RobinJYM commented 5 months ago

System Info

Who can help?

@hijkzzz

Information

Tasks

Reproduction

python3 benchmarks/python/benchmark.py --engine_dir /trt_engines/chatglm3_6b/float16/1-gpu/ --dtype float16 --batch_size 16 --input_output_len "1024,512"

Expected behavior

pass with output

actual behavior

[TensorRT-LLM] TensorRT-LLM version: 0.11.0.dev2024061100
Allocated 770.13 MiB for execution context memory.
/usr/local/lib/python3.10/dist-packages/torch/nested/__init__.py:166: UserWarning: The PyTorch API of nested tensors is in prototype stage and will change in the near future. (Triggered internally at ../aten/src/ATen/NestedTensorImpl.cpp:178.)
  return _nested.nested_tensor(
[06/13/2024-03:26:19] [TRT] [E] 3: [executionContext.cpp::setInputShape::2068] Error Code 3: API Usage Error (Parameter check failed at: runtime/api/executionContext.cpp::setInputShape::2068, condition: satisfyProfile Runtime dimension does not satisfy any optimization profile.)
[06/13/2024-03:26:19] [TRT] [E] 3: [executionContext.cpp::setInputShape::2068] Error Code 3: API Usage Error (Parameter check failed at: runtime/api/executionContext.cpp::setInputShape::2068, condition: satisfyProfile Runtime dimension does not satisfy any optimization profile.)
[06/13/2024-03:26:19] [TRT] [E] 3: [executionContext.cpp::resolveSlots::2842] Error Code 3: API Usage Error (Parameter check failed at: runtime/api/executionContext.cpp::resolveSlots::2842, condition: allInputDimensionsSpecified(routine) )
Traceback (most recent call last):
  File "/TensorRT-LLM/benchmarks/python/benchmark.py", line 416, in main
    benchmarker.run(inputs, config)
  File "/TensorRT-LLM/benchmarks/python/gpt_benchmark.py", line 254, in run
    self.decoder.decode_batch(inputs[0],
  File "/usr/local/lib/python3.10/dist-packages/tensorrt_llm/runtime/generation.py", line 3240, in decode_batch
    return self.decode(input_ids,
  File "/usr/local/lib/python3.10/dist-packages/tensorrt_llm/runtime/generation.py", line 947, in wrapper
    ret = func(self, *args, **kwargs)
  File "/usr/local/lib/python3.10/dist-packages/tensorrt_llm/runtime/generation.py", line 3463, in decode
    return self.decode_regular(
  File "/usr/local/lib/python3.10/dist-packages/tensorrt_llm/runtime/generation.py", line 3073, in decode_regular
    should_stop, next_step_tensors, tasks, context_lengths, host_context_lengths, attention_mask, context_logits, generation_logits, encoder_input_lengths = self.handle_per_step(
  File "/usr/local/lib/python3.10/dist-packages/tensorrt_llm/runtime/generation.py", line 2732, in handle_per_step
    raise RuntimeError(f"Executing TRT engine failed step={step}!")
RuntimeError: Executing TRT engine failed step=0!

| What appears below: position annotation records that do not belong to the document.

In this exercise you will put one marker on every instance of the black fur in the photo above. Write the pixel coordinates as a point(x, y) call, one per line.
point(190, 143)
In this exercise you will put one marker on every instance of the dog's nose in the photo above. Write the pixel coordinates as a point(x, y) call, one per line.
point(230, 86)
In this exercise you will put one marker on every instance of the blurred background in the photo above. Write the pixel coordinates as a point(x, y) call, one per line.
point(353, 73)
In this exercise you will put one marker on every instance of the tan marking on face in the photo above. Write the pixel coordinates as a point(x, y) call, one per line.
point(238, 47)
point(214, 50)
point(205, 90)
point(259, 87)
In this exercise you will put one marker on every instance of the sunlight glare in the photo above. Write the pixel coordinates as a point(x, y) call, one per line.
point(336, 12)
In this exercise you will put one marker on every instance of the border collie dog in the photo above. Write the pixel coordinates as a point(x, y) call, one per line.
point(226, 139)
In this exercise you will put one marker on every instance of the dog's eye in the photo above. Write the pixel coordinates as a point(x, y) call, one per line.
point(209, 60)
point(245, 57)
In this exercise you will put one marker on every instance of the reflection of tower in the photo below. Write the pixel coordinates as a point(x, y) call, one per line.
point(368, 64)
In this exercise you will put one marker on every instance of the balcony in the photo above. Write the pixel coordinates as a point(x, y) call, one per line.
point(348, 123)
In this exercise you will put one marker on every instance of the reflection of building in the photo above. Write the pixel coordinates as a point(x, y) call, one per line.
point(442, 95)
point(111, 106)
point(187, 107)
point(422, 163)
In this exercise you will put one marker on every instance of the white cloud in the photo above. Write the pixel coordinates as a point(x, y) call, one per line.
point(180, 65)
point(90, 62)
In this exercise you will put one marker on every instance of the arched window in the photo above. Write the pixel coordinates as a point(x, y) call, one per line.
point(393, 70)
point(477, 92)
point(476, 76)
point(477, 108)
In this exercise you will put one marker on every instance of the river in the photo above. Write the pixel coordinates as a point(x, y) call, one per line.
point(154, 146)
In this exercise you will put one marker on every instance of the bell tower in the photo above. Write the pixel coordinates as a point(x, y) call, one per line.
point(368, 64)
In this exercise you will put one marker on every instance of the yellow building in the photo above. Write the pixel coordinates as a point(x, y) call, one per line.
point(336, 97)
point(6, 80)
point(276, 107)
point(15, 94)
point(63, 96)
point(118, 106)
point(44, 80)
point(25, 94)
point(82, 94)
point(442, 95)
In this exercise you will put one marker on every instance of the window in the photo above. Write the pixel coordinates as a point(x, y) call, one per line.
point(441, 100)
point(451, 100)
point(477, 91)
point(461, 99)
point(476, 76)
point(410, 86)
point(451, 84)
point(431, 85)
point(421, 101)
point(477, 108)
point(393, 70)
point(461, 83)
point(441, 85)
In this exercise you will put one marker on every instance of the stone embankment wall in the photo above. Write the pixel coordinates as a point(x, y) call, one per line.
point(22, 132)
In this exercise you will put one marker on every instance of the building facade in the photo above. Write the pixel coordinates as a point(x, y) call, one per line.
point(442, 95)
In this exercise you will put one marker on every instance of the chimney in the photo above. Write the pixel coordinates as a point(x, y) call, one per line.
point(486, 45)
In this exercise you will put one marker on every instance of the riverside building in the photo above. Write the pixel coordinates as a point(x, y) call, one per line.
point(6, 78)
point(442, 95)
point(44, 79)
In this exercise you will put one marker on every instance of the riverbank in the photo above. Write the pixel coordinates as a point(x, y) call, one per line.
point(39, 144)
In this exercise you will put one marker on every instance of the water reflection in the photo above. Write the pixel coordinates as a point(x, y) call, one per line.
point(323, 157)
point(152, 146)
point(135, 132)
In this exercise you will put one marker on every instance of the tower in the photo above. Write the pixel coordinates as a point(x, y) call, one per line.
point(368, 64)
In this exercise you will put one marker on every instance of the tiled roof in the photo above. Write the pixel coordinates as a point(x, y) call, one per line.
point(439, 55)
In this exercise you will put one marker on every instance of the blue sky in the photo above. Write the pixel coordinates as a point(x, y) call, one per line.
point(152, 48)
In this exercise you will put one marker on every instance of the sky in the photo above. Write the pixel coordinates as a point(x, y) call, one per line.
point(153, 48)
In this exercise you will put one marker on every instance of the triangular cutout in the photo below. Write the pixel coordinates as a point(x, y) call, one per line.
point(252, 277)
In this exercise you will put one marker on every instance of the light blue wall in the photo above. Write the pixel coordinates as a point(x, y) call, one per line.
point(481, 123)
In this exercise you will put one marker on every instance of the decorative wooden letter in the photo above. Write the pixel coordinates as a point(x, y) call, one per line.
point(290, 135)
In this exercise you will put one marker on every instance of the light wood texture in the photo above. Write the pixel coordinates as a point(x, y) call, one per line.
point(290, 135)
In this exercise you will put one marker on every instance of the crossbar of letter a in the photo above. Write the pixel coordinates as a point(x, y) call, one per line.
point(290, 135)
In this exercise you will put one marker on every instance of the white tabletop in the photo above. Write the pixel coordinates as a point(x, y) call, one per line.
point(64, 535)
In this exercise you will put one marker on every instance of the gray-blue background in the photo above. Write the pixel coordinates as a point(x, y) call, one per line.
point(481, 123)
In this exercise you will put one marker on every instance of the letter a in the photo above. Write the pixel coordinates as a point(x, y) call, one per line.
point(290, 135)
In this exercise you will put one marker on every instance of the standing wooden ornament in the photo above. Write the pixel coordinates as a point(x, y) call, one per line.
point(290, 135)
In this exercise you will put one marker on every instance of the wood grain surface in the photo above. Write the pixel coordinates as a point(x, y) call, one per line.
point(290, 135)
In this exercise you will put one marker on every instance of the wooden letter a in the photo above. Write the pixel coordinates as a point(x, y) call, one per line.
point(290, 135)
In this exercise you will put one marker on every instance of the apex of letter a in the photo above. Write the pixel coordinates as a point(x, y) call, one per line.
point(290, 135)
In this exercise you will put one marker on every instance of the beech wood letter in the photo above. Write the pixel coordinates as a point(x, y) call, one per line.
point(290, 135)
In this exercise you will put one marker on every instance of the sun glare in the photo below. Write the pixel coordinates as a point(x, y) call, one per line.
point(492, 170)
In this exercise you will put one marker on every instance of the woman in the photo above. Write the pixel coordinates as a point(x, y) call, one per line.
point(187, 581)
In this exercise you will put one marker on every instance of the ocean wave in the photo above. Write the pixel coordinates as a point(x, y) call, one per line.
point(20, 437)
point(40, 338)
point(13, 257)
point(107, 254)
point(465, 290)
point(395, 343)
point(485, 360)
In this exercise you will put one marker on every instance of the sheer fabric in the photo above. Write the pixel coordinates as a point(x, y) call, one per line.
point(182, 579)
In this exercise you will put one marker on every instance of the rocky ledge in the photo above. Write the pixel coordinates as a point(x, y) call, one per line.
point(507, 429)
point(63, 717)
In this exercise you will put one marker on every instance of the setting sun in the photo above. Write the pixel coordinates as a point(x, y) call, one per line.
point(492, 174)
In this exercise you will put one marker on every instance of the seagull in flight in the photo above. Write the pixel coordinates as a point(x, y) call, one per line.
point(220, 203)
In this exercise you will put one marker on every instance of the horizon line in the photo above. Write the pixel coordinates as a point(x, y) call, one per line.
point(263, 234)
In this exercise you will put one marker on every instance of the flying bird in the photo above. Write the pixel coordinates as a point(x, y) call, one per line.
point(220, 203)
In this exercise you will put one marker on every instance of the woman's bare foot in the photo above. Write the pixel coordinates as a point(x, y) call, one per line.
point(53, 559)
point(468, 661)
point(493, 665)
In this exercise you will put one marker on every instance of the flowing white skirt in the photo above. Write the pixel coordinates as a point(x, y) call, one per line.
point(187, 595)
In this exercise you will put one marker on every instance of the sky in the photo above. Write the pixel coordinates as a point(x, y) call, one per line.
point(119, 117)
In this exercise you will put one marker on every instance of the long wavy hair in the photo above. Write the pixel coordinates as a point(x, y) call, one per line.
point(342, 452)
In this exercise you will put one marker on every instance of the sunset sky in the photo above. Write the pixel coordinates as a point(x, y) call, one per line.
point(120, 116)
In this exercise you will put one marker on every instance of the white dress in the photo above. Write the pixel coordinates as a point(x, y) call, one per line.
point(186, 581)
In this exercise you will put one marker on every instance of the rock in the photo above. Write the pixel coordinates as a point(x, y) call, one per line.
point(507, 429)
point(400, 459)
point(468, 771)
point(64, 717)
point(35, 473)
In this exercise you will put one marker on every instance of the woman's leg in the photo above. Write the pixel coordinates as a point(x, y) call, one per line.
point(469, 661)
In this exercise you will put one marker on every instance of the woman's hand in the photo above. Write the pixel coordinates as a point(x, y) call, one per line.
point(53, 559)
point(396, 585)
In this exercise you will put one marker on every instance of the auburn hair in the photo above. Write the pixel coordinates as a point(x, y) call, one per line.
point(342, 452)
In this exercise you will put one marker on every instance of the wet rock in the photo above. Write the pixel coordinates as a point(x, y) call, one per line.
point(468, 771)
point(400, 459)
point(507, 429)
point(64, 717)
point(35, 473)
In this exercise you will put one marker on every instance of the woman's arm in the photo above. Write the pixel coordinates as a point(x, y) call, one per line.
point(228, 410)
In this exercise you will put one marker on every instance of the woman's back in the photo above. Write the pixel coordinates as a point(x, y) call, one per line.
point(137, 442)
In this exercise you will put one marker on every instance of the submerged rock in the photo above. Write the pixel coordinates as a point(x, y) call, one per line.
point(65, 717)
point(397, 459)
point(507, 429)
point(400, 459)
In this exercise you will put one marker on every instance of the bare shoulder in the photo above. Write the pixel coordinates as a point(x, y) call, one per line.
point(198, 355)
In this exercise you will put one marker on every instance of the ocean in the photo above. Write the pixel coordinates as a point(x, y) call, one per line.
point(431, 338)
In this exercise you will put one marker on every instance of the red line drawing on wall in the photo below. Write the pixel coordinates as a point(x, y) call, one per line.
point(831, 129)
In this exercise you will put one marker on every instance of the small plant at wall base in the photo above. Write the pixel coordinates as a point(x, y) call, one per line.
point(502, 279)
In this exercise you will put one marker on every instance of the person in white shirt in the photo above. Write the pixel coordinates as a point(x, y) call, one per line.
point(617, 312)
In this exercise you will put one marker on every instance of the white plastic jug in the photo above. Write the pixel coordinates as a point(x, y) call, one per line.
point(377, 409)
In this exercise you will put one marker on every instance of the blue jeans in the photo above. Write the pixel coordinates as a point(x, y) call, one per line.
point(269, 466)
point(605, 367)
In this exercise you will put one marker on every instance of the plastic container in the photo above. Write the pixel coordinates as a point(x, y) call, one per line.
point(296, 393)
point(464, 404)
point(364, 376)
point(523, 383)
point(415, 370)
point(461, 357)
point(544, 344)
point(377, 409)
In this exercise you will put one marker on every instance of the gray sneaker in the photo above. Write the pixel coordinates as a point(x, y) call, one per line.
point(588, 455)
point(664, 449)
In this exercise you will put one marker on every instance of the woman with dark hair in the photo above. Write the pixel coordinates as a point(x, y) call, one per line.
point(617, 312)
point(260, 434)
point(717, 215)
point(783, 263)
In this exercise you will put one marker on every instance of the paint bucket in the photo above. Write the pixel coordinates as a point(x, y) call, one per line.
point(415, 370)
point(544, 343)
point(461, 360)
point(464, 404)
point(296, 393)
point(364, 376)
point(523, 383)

During handling of the above exception, another exception occurred:

Traceback (most recent call last):
  File "/TensorRT-LLM/benchmarks/python/benchmark.py", line 515, in <module>
    main(args)
  File "/TensorRT-LLM/benchmarks/python/benchmark.py", line 441, in main
    e.with_traceback())
TypeError: BaseException.with_traceback() takes exactly one argument (0 given)
[06/13/2024-03:26:25] [TRT-LLM] [W] Logger level already set from environment. Discard new verbosity: error
[TensorRT-LLM] TensorRT-LLM version: 0.11.0.dev2024061100
Traceback (most recent call last):
  File "<string>", line 1, in <module>
  File "/usr/lib/python3.10/multiprocessing/spawn.py", line 116, in spawn_main
    exitcode = _main(fd, parent_sentinel)
  File "/usr/lib/python3.10/multiprocessing/spawn.py", line 126, in _main
    self = reduction.pickle.load(from_parent)
  File "/usr/lib/python3.10/multiprocessing/synchronize.py", line 110, in __setstate__
    self._semlock = _multiprocessing.SemLock._rebuild(*state)
FileNotFoundError: [Errno 2] No such file or directory

additional notes

If I run without --input_output_len, it should be ok.

hijkzzz commented 5 months ago

Confirm this is a bug, investigating internally.

github-actions[bot] commented 4 months ago

This issue is stale because it has been open 30 days with no activity. Remove stale label or comment or this will be closed in 15 days."

AnnaYue commented 3 months ago

have met same error, it will happen when I set batch_size > 8

nv-guomingz commented 2 weeks ago

Hi @RobinJYM Could u please try the latest code base to see if issue still exist or not?